Bilateral Investment Treaties and Amendments to the Corresponding Private Investment Contracts are Long Overdue: They Fail to Cater for the Interests of Both Investors and Beneficiaries
Anna Lefcovitch, Solicitor, Arcadis LLP , UK
Professor Charles Chatterjee, Associate Fellow , Institute of Advanced Legal Studies, UK
Revised policies for drafting bi-lateral investment agreements and investment contracts as products of these agreements are long overdue. By the same token, a reflection on the attitudinal changes on the part of developing countries, in general, and at the same time a change of investment policies on the part of developed countries are also long overdue.
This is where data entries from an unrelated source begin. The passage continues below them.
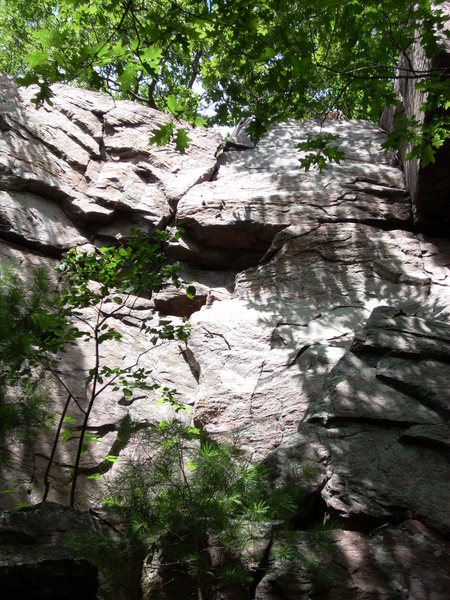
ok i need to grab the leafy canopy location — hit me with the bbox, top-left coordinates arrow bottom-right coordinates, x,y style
0,0 -> 448,160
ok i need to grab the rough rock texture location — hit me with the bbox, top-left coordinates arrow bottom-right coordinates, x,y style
255,522 -> 450,600
0,76 -> 220,249
0,502 -> 124,600
0,78 -> 449,598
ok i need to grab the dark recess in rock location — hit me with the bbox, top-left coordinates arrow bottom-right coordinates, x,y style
0,560 -> 98,600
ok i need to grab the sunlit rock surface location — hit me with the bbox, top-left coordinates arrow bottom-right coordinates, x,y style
0,78 -> 449,598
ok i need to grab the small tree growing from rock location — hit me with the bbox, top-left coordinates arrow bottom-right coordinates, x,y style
70,421 -> 330,600
0,262 -> 61,468
0,230 -> 192,507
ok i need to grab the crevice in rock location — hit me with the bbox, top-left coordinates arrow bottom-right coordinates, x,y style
179,345 -> 201,383
316,215 -> 414,233
291,491 -> 328,531
97,104 -> 116,161
350,344 -> 450,365
250,531 -> 273,599
133,164 -> 160,185
0,230 -> 66,259
0,113 -> 11,131
327,510 -> 409,535
376,371 -> 450,421
287,345 -> 311,367
208,160 -> 221,181
399,430 -> 450,455
167,232 -> 266,270
307,414 -> 432,429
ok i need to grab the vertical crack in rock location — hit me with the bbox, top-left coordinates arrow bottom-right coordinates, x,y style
179,345 -> 201,383
250,531 -> 273,599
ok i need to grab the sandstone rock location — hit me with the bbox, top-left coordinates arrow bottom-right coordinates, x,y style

This Article has made attempts to justify the above-mentioned issues, and suggests that attitudinal changes on the part of private foreign investors are needed, and consequently the old-fashioned drafting of private foreign investment contracts too. The other issue which also needs to be reviewed is the perception of “risks” often held by the majority of private foreign investors (transnational corporations). One of the issues highlighted in this Article is how real are these risks, although it must be maintained that in the case of state contracts, the sovereign party to an investment contract can always present risks, but based on empirical studies, it may be maintained that in order to minimise the incidence of risks in private foreign investments, both parties are required to create an atmosphere of mutual understanding and benefits to each other. Herein lies the importance of negotiating techniques in transnational investment contracts.
The opinions expressed in this Article are those of the authors, and in no way may be attributed to the institutions with which the authors are affiliated.